Auf den Weihnachtsmärkten sehe ich viele frischgebackene Eltern mit ihren winzigen Säuglingen vorbeihuschen. Man erkennt das Glück dieser "frischen" Eltern und den Großeltern immer wieder in den Augen. Das große Glück, dass sie in diesem Jahr "vollständig" ihr Weihnachtsfest feiern können.

Die Werbung im Fernsehen, die nur glückliche Familien - meist mehrere Generationen - zeigt. Warum verbindet man ein glückliches Weihnachtsfest immer mit einer großen Familie inklusive Kinder? 

Auf der Arbeit berichten mir die Kollegen von den Weihnachtsfeiern und -Ritualen mit ihren Kindern.

Meine beste Freundin aus Kindheitstagen feiert ihr erstes Weihnachten mit Kind.

Für meine Nichten und Neffen suche ich nach schönen Geschenken und stelle Weihnachtstüten zusammen.

Gestern habe ich unseren Weihnachtsbaum geschmückt - nur für uns zwei.

In diesem Jahr habe ich einem Flüchtlingskind seinen Weihnachtswunsch erfüllt und hoffe, dass es dadurch ein klein wenig glücklicher ist am Heiligen Abend.

Keine Ahnung warum, aber es scheint an der Jahreszeit zu liegen.

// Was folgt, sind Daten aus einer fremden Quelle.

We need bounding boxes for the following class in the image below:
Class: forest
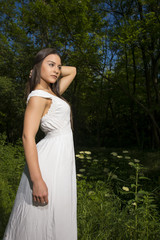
[0,0,160,240]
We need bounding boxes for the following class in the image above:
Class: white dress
[3,90,77,240]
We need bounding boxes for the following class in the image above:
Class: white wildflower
[122,186,129,192]
[124,156,131,159]
[123,150,129,153]
[111,152,118,157]
[84,151,91,154]
[79,168,86,172]
[134,159,140,163]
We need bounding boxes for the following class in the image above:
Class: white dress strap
[26,89,52,103]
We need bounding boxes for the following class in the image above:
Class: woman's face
[41,54,61,84]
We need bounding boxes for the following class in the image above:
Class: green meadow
[0,136,160,240]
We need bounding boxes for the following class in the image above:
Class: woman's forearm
[61,66,76,77]
[22,135,42,183]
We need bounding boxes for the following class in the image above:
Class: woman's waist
[45,125,72,138]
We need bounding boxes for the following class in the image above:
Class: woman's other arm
[59,66,76,94]
[22,97,48,203]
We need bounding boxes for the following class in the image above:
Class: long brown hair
[26,48,73,130]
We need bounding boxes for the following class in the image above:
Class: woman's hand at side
[32,179,48,205]
[59,66,77,94]
[22,96,49,204]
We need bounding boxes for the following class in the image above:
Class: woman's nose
[54,66,60,74]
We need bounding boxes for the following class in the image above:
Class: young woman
[4,48,77,240]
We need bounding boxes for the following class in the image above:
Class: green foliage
[0,145,160,240]
[76,150,160,240]
[0,135,25,236]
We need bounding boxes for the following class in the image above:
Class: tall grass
[0,136,160,240]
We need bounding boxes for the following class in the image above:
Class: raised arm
[22,97,48,204]
[59,66,76,94]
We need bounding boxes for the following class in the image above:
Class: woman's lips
[51,75,57,79]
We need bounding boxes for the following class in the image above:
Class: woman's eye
[49,63,54,67]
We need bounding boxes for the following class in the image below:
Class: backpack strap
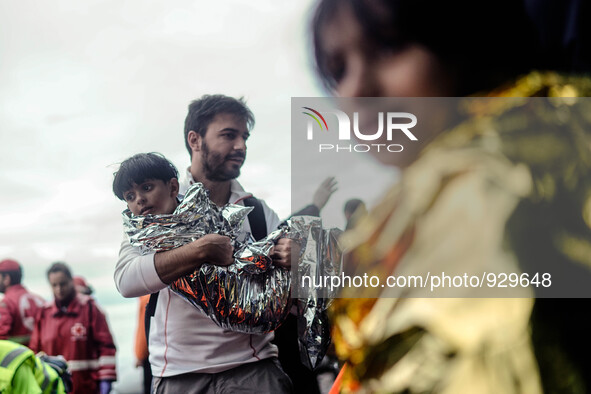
[244,196,267,241]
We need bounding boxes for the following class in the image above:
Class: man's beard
[201,141,246,182]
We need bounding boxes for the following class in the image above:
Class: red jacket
[29,294,117,394]
[0,284,45,346]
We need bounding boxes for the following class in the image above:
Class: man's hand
[312,176,337,210]
[154,234,234,284]
[271,238,300,269]
[191,234,234,266]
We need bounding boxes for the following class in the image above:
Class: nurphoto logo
[302,107,418,152]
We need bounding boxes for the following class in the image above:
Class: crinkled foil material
[290,216,342,369]
[123,183,292,333]
[123,183,341,369]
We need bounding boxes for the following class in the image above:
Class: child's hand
[271,238,300,269]
[193,234,234,266]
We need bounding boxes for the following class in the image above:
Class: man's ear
[168,178,179,198]
[187,130,201,152]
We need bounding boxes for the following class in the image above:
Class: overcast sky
[0,0,398,388]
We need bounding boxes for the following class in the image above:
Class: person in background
[73,275,94,296]
[29,262,117,394]
[291,176,337,216]
[0,259,45,346]
[312,0,591,394]
[343,198,367,230]
[113,95,292,393]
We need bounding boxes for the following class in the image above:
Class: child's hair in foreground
[113,152,179,200]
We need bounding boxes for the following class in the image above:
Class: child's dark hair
[113,152,179,200]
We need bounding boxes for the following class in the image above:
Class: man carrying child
[113,95,291,394]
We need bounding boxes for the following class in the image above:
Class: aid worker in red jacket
[29,263,117,394]
[0,259,45,346]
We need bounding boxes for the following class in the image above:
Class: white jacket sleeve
[114,235,166,298]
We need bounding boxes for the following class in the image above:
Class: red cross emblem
[70,323,86,340]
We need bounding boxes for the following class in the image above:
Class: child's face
[123,178,179,216]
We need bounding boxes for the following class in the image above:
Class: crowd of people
[0,0,591,394]
[0,259,117,394]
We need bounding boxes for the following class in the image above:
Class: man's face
[123,178,179,216]
[48,272,76,301]
[200,114,250,181]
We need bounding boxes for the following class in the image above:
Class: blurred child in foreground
[312,0,591,393]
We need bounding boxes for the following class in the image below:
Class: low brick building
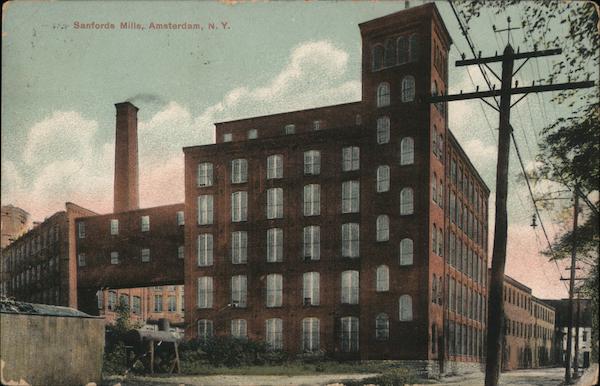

Auf einmal stellen nicht eingeweihte Freunde, Bekannte und Kollegen Fragen oder treffen Aussagen, die auf die Kinderlosigkeit zielen.

Das alles verursacht einen immer stärkeren Schmerz in der Magengrube. 

Ich könnte das alles ertragen, wenn ich die Gewissheit hätte, dass wir im nächsten Jahr zu Weihnachten auch vollständig sind. 

Ich würde es eher ertragen können, wenn in diesem Jahr meine zwei Sternenkinder nicht an meiner Seite wären.